Quid des catalogues?


«Reste à s'accorder sur l'acception du terme catalogue. Celui-ci est considéré ici comme le seul mode d'expression de la VPC. Mais le catalogue n'est-il pas aussi un lieu de vente? Et qu'en est-il des mailings satellites ? A partir de quels critères peut-on parler de catalogue ?», demande Bernard Siouffi. En attendant les décrets d'application, les professionnels affichent la plus grande vigilance. «Nous sommes candidats à la définition des modalités de la gestion de ce fonds d'aide à la presse. Celle-ci manque de recettes publicitaires. Nous estimons être en mesure d'apporter des conseils pour définir les orientations à donner à ces subventions», estime Jacques Bille, vice-président, délégué général de l'AACC (Association des agences conseil en communication).
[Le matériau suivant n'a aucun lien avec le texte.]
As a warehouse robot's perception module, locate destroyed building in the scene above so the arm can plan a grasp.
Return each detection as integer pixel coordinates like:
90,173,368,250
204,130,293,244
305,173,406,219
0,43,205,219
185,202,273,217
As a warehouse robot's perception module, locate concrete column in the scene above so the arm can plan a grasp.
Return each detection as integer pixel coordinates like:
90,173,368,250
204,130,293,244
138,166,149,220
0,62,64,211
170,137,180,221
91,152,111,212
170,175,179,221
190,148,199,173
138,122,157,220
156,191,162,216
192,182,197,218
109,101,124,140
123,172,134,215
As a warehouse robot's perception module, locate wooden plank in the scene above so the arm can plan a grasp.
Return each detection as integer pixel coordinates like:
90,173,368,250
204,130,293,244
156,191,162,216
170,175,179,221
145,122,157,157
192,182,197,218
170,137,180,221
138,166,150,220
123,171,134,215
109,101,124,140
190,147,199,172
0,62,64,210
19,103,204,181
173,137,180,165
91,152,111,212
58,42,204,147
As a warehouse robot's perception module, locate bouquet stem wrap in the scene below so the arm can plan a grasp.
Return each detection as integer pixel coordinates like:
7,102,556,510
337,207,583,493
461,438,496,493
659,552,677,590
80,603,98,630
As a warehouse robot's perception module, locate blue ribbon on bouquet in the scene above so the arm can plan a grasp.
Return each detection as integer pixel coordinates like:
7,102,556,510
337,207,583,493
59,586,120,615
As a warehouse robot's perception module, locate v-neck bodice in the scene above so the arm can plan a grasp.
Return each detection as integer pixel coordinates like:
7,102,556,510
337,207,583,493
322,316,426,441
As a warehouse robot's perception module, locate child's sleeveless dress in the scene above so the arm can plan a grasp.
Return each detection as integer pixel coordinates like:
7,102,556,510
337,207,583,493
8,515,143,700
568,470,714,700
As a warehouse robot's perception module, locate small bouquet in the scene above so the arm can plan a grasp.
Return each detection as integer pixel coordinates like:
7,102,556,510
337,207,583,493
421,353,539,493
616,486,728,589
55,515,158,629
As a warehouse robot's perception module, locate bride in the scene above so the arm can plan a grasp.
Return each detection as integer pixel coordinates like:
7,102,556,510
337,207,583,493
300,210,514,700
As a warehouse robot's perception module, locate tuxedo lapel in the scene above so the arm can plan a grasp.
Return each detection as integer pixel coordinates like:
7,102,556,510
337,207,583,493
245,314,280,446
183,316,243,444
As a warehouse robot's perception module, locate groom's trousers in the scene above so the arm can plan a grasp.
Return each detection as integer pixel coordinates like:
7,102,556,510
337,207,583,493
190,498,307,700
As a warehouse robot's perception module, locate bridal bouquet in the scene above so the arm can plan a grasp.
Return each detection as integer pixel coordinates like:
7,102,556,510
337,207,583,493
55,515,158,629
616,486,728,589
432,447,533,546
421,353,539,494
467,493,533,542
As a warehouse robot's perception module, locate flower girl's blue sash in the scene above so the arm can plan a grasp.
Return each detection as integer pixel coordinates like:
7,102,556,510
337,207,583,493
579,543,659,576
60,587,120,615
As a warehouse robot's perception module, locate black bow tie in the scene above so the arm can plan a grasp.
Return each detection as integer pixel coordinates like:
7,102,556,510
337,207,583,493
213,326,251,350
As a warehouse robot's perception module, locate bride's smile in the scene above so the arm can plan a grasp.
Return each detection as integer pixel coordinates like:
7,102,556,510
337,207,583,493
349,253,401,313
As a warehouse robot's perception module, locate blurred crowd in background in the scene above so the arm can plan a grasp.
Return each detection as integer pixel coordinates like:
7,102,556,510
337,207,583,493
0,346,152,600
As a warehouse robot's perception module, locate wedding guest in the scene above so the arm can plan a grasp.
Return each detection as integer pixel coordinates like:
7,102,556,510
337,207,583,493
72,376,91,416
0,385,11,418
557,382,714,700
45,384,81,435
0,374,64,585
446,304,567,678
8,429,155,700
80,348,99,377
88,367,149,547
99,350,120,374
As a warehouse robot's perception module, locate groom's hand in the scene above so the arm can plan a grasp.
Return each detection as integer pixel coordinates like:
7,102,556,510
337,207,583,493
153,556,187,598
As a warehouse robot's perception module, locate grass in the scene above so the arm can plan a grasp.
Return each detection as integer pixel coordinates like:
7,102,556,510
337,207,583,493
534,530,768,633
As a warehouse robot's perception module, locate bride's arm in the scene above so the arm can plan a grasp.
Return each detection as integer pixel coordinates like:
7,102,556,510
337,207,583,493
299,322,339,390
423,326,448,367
Pour l'heure, il s'agit d'expliquer. Afin de se mettre d'accord sur les définitions (qu'est-ce qu'un catalogue ?). Afin, aussi, de s'entendre sur l'assiette de la taxation. Selon une étude France Pub (réalisée par Havas Média Communication), le MD représentait, en 1996, 47 milliards de francs. Selon l'UFMD, il est plus exact de parler de 40 milliards de francs. Et, si l'on enlève le télémarketing et le multimédia, il ne s'agit plus que de 30 milliards... Si la loi est votée, des zones d'ombre demeurent, que les représentants de la profession vont s'attacher à faire lever.